The first serious crack in the wall of secrecy came in July 1986, when an F-117 crashed on a night training mission near Bakersfield, Calif. The crash site was immediately proclaimed a national security area, and the Air Force refused to comment on what type of aircraft the pilot had been flying or where the flight had originated. In an article not long afterward, the Washington Post quoted unnamed defense sources as saying that roughly fifty stealth aircraft were operational and combat-ready, though the true figure was about half that large. Within days, the Sacramento Bee published an article describing the facilities at Tonopah.
In October 1987, a second operational stealth aircraft crashed. Soon afterward, an A-7 crashed, and media curiosity rose quickly when it was discovered that the pilot of the A-7 was assigned to the 4450th TG—identified as the home unit of the pilot killed in the 1986 Bakersfield crash. Noting that the unit apparently flew the only A-7s left in the active forces, a number of experts publicly speculated that the A-7s were being flown to sharpen daytime attack skills, since the stealth aircraft were known to fly only at night.
By November 1988, with so much about the program being discussed and speculated upon, the Department of Defense decided it could no longer justify spending so much money to keep the program totally under wraps. The day after the Pentagon’s official confirmation, the front page of the Tonopah Times-Bonanza proclaimed, “Surprise, Surprise—It Exists.”
The official confirmation had little impact on Tonopah operations. Pilots began occasionally flying the F-117A during the day, but base personnel were still ferried to and from work each Monday and Friday, everyone was still forbidden to talk about what they did for a living, and the program remained shrouded in secrecy.
The crews of KC-135Q tankers, which refueled the F-117As on the first stage of their journeys to the Persian Gulf in 1990, were not even given the airplane’s refueling data.
Experts will long debate whether all of the early, extraordinary secrecy was justified, but the Night Hawks certainly saw great value in keeping the outside world guessing about the characteristics of stealth for as long as possible. The F-117A is not fast, particularly agile, or loaded with defensive weapons. It’s just hard for the enemy to see and to track.
Colonel Whitley took command of the 37th Tactical Fighter Wing on the eve of Operation Desert Storm. As the pilots of this unit made preparations to attack heavily defended Baghdad, Whitley and his men, defended by stealth and little else, prayed that there were no radar operators out there somewhere who could actually see them. Colonel Whitley remembers hearing more than once that night, “God, I sure hope this stealth stuff works.”
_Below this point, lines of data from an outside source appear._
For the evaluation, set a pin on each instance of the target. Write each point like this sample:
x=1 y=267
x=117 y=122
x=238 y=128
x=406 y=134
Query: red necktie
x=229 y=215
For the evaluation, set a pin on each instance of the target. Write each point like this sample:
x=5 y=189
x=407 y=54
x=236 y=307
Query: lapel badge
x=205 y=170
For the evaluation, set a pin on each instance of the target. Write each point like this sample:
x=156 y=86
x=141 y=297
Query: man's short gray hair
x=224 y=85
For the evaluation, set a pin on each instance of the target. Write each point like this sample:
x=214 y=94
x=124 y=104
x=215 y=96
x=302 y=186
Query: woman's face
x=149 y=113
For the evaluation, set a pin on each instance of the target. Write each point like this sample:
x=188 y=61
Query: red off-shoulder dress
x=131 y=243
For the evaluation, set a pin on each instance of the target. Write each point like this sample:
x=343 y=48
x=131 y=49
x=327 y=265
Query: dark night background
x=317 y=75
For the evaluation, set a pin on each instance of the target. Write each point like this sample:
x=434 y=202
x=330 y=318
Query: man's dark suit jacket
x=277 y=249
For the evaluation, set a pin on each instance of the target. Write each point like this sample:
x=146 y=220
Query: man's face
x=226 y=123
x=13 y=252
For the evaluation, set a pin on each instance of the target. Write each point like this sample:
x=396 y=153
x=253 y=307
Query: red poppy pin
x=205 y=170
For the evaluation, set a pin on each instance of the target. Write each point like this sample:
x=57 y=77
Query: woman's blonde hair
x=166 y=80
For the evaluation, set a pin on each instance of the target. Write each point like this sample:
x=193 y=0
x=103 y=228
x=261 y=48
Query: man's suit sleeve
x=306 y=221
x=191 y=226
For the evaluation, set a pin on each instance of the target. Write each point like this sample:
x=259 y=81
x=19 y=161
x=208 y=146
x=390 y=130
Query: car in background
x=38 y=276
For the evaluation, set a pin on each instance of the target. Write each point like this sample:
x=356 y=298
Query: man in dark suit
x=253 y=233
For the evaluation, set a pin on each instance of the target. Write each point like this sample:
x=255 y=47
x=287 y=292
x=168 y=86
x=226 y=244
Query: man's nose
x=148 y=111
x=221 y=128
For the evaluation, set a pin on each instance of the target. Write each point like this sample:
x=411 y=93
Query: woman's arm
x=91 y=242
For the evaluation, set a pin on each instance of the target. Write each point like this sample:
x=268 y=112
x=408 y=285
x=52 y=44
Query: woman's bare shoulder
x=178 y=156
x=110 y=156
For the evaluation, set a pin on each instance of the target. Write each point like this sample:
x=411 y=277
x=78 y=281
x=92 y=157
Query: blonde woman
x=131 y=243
It did. In forty-three days of war, F-117A aircrews flew 1,300 missions, dropping more than 2,000 tons of ordnance on high-value targets without losing an aircraft or even sustaining damage. When he returned to Nellis, Colonel Whitley was photographed in his cockpit waving a tiny American flag, taken along to mark what he knew was another historic occasion—the first sustained test of a stealth aircraft in combat.
Unlike in 1982, however, he was able to present it to his wife on his return, along with an adequate explanation.